比如在表达“我已经买了咖啡”这个意思时,使用皮钦语的父母可能只会用“我咖啡买”这样的几个单词拼凑在一起,而他们的子女则会说出使用完成时态且符合语法的完整句子。这个例子表明了,在无人指导的情况下,儿童完全可以自发创造出复杂、规范的语言。儿童语言的获得并不是模仿的结果,人类天生就具有一定的语言能力。既然说语言能力是天生的,那能否找到人类语言能力的生理基础呢?
遗传或者脑损伤会导致语言功能障碍
直到今天,人们有限的研究手段还无法发现控制语言的具体基因和器官。不过,研究人员确实发现,一些先天上的缺陷和后天的脑部损伤,会导致语言功能的损坏。有一种叫做“特定型语言障碍”的疾病,此病的患者在儿童期间语言能力发展受阻,发音困难,语法表达上也有问题。不过,他们在其他方面的表现一切正常。这种疾病被认为是一种遗传疾病,若是家族中有人患上此病,后代中的发病率也会大大增加。在英国就有这样一个家族,由于祖母患上了这种语言障碍,她的23个孙辈中,有11个也同样得了此病。
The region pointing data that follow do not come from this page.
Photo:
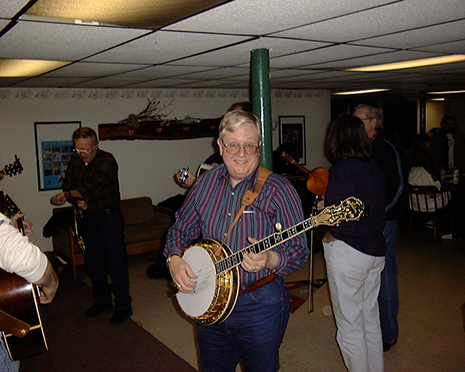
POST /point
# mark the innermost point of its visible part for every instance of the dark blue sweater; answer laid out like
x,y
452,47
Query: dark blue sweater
x,y
365,181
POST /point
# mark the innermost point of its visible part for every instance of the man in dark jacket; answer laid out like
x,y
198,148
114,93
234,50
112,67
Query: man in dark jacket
x,y
387,157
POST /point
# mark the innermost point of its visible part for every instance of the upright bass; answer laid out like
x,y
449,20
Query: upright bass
x,y
318,178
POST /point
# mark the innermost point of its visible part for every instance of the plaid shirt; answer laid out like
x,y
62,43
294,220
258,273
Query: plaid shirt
x,y
212,205
97,181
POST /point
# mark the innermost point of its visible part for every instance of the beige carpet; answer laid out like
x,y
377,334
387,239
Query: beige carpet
x,y
432,291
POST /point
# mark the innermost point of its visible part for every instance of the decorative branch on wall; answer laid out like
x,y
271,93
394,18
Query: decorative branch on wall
x,y
151,124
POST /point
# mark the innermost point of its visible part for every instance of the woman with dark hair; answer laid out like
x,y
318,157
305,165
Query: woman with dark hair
x,y
354,251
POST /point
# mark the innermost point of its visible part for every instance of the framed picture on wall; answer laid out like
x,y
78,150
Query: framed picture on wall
x,y
54,148
292,130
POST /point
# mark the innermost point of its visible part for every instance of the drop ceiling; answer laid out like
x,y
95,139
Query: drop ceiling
x,y
208,44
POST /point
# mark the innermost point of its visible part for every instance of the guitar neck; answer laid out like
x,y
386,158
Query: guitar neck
x,y
10,210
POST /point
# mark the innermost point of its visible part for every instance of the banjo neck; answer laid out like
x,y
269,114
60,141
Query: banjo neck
x,y
351,209
264,245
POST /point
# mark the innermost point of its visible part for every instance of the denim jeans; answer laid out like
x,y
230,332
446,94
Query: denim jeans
x,y
106,254
388,299
252,333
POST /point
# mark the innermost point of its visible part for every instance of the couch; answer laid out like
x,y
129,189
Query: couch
x,y
145,229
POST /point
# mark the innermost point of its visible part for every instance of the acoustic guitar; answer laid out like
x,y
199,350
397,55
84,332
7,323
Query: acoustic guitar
x,y
20,300
318,178
216,266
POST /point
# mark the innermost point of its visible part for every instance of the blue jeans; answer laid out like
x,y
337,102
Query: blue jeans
x,y
106,254
6,364
388,299
253,332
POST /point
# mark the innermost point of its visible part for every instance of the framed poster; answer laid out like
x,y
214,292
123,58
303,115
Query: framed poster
x,y
54,148
292,130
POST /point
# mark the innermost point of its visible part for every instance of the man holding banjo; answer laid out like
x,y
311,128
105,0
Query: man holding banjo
x,y
233,205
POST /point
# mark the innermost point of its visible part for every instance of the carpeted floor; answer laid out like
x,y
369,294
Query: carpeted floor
x,y
80,344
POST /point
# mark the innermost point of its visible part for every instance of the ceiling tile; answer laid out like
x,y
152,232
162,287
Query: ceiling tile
x,y
61,42
161,47
261,17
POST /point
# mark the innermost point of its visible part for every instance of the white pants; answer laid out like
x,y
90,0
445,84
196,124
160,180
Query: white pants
x,y
354,282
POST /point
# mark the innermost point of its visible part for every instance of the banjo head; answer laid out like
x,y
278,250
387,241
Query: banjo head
x,y
215,294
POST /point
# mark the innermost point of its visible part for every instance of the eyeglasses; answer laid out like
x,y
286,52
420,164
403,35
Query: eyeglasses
x,y
235,148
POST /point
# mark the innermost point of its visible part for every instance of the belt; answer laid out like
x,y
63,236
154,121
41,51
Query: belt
x,y
259,283
102,212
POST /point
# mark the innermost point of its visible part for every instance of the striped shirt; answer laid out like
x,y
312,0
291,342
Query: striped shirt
x,y
212,204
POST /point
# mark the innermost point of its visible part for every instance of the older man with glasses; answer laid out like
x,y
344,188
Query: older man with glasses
x,y
254,330
388,159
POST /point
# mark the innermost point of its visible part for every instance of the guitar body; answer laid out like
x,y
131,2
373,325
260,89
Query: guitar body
x,y
215,293
20,299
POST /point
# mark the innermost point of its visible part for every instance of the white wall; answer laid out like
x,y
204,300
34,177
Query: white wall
x,y
146,166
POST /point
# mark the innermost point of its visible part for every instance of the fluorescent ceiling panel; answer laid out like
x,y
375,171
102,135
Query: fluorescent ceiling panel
x,y
32,40
27,67
134,13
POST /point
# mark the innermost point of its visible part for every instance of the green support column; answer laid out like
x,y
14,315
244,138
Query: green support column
x,y
260,76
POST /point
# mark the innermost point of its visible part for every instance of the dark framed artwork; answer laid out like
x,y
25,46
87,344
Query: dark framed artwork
x,y
292,130
54,148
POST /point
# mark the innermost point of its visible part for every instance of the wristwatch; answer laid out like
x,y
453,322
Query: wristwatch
x,y
168,260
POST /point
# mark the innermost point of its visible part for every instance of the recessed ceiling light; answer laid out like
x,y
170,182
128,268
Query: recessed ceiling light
x,y
411,64
27,67
359,92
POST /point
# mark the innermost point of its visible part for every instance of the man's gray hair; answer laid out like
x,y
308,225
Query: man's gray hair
x,y
234,119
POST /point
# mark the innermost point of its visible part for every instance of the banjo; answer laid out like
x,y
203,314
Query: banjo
x,y
217,267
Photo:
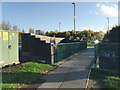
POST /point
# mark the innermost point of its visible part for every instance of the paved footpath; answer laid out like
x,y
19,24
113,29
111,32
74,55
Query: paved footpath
x,y
71,74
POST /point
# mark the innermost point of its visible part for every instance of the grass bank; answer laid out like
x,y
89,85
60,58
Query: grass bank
x,y
28,72
108,79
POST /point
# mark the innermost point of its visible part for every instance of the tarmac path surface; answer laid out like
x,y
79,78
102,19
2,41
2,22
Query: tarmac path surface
x,y
71,74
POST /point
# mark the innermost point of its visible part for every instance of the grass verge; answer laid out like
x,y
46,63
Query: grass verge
x,y
108,79
28,72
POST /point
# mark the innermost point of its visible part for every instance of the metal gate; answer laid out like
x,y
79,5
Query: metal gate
x,y
8,47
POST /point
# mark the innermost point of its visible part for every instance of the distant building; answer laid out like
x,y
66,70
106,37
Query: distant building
x,y
38,32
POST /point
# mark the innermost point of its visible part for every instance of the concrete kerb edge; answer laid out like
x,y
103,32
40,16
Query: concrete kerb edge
x,y
68,58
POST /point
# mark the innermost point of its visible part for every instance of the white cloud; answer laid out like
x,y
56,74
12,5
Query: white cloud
x,y
109,10
88,28
97,13
97,5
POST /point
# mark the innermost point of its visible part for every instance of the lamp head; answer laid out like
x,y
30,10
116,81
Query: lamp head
x,y
73,3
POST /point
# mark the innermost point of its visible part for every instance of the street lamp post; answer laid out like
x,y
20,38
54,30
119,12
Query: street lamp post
x,y
74,15
108,23
59,26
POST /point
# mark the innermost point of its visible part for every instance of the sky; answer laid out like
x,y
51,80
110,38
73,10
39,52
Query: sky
x,y
47,15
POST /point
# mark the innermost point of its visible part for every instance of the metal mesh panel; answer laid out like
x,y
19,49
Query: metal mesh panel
x,y
64,50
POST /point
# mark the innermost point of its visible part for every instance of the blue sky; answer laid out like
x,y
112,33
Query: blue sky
x,y
47,15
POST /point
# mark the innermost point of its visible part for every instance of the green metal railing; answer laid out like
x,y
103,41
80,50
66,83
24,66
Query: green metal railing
x,y
64,50
96,48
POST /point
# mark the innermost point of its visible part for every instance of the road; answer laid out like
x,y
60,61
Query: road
x,y
71,74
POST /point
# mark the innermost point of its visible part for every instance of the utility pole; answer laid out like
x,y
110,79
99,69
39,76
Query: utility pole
x,y
74,15
108,23
59,26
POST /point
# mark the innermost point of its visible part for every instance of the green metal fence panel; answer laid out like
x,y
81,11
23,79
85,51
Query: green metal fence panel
x,y
8,47
64,50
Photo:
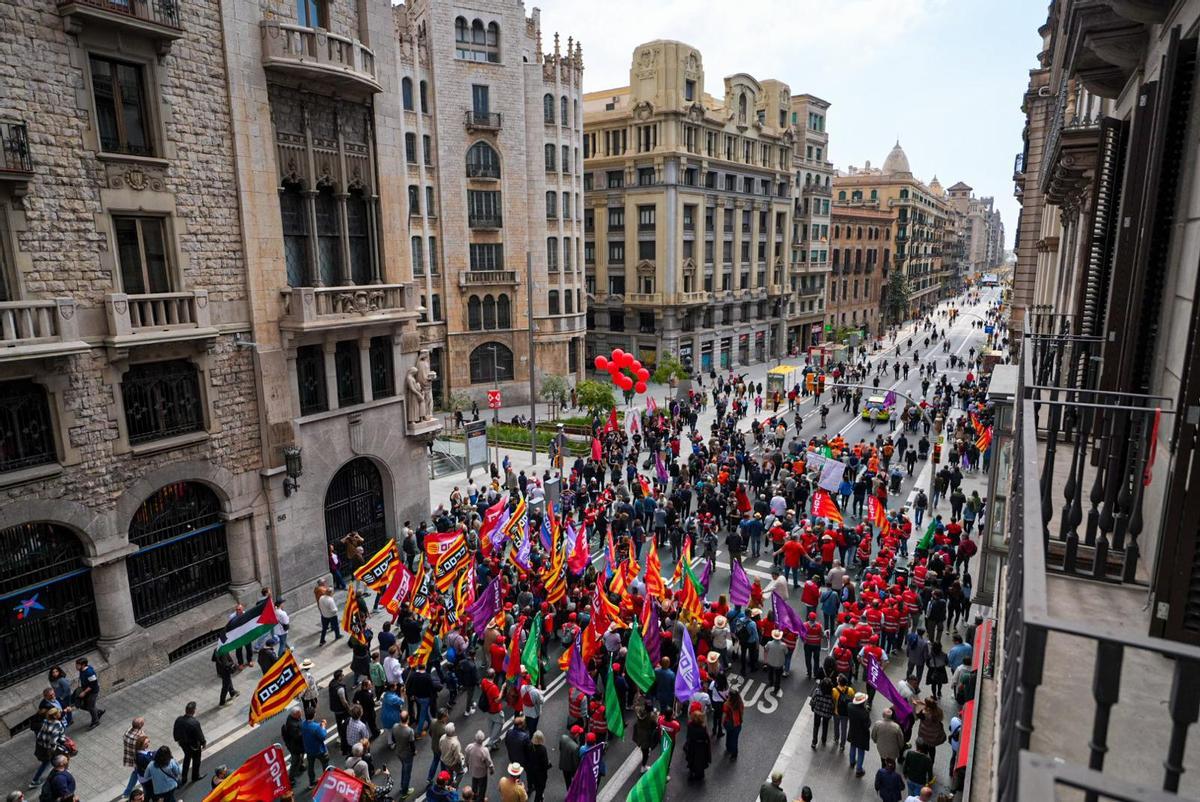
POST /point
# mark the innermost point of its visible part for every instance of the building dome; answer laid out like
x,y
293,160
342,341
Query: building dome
x,y
897,162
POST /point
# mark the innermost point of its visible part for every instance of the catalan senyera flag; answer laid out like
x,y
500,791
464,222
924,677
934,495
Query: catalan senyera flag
x,y
654,585
823,506
354,617
263,777
984,441
281,683
448,555
377,572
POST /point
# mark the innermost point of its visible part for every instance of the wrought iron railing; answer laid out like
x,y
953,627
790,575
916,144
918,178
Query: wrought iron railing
x,y
1035,629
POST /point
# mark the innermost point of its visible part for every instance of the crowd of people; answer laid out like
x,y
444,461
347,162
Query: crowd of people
x,y
870,576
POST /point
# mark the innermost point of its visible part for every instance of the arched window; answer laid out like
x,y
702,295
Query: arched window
x,y
354,502
181,560
406,88
295,233
503,312
46,562
489,312
483,161
474,313
491,361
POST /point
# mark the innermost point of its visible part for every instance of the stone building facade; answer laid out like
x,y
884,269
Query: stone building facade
x,y
130,448
492,165
919,215
861,259
689,217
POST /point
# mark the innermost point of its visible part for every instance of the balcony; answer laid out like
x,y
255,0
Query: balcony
x,y
321,309
483,120
643,299
315,55
155,19
487,277
1075,671
485,221
30,329
16,162
155,318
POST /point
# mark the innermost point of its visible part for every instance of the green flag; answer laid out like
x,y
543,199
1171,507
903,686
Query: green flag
x,y
612,714
529,653
928,538
637,660
652,786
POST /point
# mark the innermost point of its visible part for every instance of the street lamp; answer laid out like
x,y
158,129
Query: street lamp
x,y
293,467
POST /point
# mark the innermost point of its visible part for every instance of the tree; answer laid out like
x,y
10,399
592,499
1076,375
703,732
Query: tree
x,y
595,396
555,389
667,367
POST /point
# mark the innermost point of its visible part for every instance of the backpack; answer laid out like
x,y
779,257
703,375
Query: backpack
x,y
964,690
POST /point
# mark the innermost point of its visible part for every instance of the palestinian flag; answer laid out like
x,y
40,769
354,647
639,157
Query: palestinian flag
x,y
654,585
258,778
377,572
245,629
823,506
281,683
354,617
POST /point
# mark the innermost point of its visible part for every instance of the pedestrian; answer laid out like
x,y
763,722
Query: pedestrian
x,y
315,749
858,732
888,783
479,764
821,702
888,737
772,790
538,768
697,746
190,737
88,692
511,788
165,774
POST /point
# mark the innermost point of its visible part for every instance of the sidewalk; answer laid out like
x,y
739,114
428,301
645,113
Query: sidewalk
x,y
160,699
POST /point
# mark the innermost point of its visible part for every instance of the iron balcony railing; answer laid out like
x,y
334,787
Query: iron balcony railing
x,y
1065,424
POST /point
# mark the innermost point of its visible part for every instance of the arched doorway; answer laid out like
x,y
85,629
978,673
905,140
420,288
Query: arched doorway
x,y
183,558
43,564
354,503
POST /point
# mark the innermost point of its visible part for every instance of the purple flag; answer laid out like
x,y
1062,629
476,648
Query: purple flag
x,y
786,617
881,682
661,468
739,585
586,783
485,608
688,674
653,638
577,674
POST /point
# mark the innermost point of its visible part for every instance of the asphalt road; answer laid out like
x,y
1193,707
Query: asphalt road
x,y
769,719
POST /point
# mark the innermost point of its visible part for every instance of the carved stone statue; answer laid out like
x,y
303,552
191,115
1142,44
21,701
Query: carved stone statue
x,y
414,395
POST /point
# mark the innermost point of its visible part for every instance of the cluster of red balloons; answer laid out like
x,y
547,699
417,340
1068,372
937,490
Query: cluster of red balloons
x,y
617,363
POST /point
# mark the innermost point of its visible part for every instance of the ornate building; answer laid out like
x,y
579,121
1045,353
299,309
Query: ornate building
x,y
707,271
919,215
492,162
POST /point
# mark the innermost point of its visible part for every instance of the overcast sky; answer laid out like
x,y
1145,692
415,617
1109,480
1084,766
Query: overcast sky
x,y
943,76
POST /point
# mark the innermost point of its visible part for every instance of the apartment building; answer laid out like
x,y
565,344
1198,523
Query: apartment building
x,y
688,213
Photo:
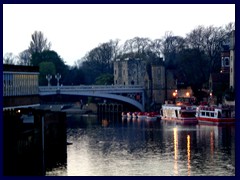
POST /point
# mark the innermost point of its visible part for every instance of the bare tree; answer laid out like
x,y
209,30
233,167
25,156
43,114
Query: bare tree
x,y
137,45
9,58
39,43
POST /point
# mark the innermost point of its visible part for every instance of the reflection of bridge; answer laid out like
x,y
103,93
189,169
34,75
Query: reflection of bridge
x,y
133,95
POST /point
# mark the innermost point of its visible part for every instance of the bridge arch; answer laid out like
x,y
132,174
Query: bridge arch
x,y
98,91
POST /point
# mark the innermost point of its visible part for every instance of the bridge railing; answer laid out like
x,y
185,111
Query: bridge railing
x,y
90,87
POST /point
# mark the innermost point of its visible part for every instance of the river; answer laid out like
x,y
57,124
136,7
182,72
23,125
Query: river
x,y
132,147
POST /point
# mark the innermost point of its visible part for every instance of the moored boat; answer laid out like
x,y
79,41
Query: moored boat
x,y
184,114
142,115
217,115
152,116
124,115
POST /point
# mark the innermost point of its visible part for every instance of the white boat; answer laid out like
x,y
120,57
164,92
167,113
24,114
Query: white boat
x,y
217,115
183,114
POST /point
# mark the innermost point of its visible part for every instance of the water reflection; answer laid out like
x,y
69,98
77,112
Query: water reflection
x,y
175,137
137,147
189,154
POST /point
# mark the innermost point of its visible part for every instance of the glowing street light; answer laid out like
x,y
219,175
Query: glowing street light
x,y
58,76
49,77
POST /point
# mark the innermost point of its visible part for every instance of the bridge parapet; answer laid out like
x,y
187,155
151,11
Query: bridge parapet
x,y
132,94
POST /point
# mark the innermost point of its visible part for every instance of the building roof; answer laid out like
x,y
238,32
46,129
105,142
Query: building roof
x,y
220,77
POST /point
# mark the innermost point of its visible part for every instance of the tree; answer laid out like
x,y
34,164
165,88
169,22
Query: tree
x,y
192,68
99,61
24,58
171,46
104,79
39,43
9,58
53,57
136,45
46,68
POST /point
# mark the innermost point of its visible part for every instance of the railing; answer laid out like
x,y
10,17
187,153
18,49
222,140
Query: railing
x,y
91,87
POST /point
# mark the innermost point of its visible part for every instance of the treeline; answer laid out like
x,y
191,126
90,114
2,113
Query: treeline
x,y
192,58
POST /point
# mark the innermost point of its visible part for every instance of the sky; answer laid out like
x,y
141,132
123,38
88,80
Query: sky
x,y
75,29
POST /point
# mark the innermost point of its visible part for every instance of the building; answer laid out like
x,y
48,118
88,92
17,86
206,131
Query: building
x,y
20,86
159,85
221,85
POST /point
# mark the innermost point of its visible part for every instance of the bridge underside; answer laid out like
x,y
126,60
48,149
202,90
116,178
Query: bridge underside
x,y
120,98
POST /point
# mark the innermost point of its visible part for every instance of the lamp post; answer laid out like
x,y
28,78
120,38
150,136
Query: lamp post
x,y
49,77
58,76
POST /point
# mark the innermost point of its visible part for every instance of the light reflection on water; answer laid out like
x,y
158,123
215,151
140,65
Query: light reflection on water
x,y
140,148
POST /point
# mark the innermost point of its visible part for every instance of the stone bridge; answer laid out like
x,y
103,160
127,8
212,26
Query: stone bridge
x,y
132,94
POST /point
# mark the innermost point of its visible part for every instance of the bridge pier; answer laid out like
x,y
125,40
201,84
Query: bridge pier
x,y
109,111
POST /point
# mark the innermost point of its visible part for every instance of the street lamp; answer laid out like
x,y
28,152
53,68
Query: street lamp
x,y
58,76
49,77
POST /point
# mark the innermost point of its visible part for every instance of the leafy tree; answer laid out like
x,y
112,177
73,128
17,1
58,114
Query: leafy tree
x,y
38,43
24,58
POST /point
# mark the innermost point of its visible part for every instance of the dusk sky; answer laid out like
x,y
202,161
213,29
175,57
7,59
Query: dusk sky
x,y
73,30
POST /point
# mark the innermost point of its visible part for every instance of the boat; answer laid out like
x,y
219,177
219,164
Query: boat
x,y
142,115
216,115
124,115
152,116
183,114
除了先天缺陷外,后天的损伤也会导致语言功能的损坏,比如中风的常见并发症——布洛卡氏失语症。这种失语症的患者左脑额叶下方的神经回路遭到破坏,虽然其他方面能力正常,但在语法的使用和分析上会出现障碍。比如,当别人问你:鳄鱼被河马杀死了,最后是谁死了?正常人经过语法分析,会发现这是一个被动句,所以很容易就得出答案。但这种失语症患者的语法分析能力受损,所以无法给出答案。由这些案例可见,语言能力确实有其生理上的基础。
语言决定思维吗?
在英国作家乔治·奥威尔的名作《1984》中,专制政权为了控制人民的思想、消除政治异端,推行了一种全新的语言——“新话”。这种语言虽然建立在英语的基础上,但是大量的词汇和用法都被取消了。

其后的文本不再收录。